Here's my implementation of Kadane's algorihm that I wrote OCaml:

let rec helper max_now max_so_far f n index = 
  if n < index then max_so_far
  else if max_now + f index < 0 
  then helper 0 max_so_far f n (index+1)
  else helper (max_now + (f index)) 
      (max max_so_far (max_now + (f index))) f n (index+1)

let max_sum f n = helper 0 0 f n 1

Now I want to prove formally that it is correct. My code's specification:

The function f for arguments 1 to n returns an integer. The function max_sum with parametres f n should return the biggest sum of sums:

Where 1<=a<=b<=n.

You don't need to analyse my code - I'm just trying to prove that Kadane's algorithm works using induction. The problem is I don't know how to approach this problem - proving simple procedures like factoring or factorials is quite straightforward but when it comes to something more abstract like finding the subarray with maximum sum I don't even know where to start. Any hints?

Answer 1

The basis of the induction won't go through, since the algorithm and the specification disagree on whether an empty subarray (having sum 0) is allowed. I'm going to follow the specification, which disallows empty subarrays.

The inductive step is as follows.

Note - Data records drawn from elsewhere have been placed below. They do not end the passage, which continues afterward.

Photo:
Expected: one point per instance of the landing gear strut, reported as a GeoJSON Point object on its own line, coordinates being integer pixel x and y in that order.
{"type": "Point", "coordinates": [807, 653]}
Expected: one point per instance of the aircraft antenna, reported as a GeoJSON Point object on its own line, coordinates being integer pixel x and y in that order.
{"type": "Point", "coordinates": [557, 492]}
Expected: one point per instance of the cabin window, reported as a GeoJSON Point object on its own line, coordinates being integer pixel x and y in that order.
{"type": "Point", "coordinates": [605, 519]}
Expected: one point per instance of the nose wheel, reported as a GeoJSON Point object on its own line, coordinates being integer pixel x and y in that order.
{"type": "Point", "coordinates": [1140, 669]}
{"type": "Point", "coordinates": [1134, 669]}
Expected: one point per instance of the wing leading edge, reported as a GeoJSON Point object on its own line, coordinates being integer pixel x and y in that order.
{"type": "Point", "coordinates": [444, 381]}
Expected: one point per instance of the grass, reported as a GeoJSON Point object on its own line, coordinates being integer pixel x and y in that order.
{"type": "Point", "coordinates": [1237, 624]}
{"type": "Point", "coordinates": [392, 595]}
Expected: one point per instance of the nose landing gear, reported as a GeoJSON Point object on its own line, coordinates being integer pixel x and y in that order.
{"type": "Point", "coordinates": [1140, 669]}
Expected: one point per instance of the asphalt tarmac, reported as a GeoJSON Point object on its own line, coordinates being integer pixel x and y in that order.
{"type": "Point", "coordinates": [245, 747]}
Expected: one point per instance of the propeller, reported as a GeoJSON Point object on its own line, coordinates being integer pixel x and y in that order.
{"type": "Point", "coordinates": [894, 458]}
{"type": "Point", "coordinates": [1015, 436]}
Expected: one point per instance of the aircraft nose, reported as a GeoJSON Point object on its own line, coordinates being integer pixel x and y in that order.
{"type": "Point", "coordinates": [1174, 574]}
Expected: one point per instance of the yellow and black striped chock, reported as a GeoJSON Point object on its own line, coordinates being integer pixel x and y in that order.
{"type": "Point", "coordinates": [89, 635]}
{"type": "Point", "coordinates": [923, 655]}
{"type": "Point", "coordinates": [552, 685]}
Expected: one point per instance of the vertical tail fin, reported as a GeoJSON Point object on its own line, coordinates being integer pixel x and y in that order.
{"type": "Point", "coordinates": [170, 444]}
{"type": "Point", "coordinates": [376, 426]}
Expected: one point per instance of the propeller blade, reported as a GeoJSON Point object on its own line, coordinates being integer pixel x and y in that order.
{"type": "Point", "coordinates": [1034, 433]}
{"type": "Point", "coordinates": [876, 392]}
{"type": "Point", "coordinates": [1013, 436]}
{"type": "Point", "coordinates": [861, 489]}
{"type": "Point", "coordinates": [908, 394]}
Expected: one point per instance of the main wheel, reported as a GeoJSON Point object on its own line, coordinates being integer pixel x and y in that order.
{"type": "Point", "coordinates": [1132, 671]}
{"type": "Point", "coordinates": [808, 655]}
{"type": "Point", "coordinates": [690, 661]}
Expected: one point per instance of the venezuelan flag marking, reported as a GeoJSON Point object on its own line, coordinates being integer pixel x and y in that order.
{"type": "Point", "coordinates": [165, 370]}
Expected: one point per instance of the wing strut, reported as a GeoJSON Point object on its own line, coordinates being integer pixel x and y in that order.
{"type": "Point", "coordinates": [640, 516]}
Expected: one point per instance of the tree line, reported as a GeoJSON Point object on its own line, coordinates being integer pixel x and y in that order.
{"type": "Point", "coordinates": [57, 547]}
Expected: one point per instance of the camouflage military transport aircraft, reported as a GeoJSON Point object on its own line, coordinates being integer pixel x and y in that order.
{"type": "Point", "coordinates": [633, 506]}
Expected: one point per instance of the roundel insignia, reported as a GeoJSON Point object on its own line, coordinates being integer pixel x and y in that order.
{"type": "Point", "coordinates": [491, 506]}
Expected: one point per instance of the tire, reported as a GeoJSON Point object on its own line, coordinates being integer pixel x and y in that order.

For all k, define

max_now  = max_{a in 1..k  } sum_{i in a..k  } f(i)
max_now' = max_{a in 1..k+1} sum_{i in a..k+1} f(i)
max_so_far  = max_{b in 1..k  } max_{a in 1..b} sum_{i in a..b} f(i)
max_so_far' = max_{b in 1..k+1} max_{a in 1..b} sum_{i in a..b} f(i).

We need to show that

max_now' = max(max_now, 0) + f(k+1)
max_so_far' = max(max_so_far, max_now').

Both equalities are proved by splitting a max.

max_now' =      max_{a in 1..k+1} sum_{i in a  ..k+1} f(i)
         = max( max_{a in 1..k  } sum_{i in a  ..k+1} f(i),
                                  sum_{i in k+1..k+1} f(i))
         = max((max_{a in 1..k  } sum_{i in a  ..k  } f(i)) + f(k+1),
                                                              f(k+1))
         = max(max_now, 0) + f(k+1)

max_so_far' =     max_{b in 1..k+1} max_{a in 1..b  } sum_{i in a..b  } f(i)
            = max(max_{b in 1..k  } max_{a in 1..b  } sum_{i in a..b  } f(i),
                                    max_{a in 1..k+1} sum_{i in a..k+1} f(i))
            = max(max_so_far, max_now')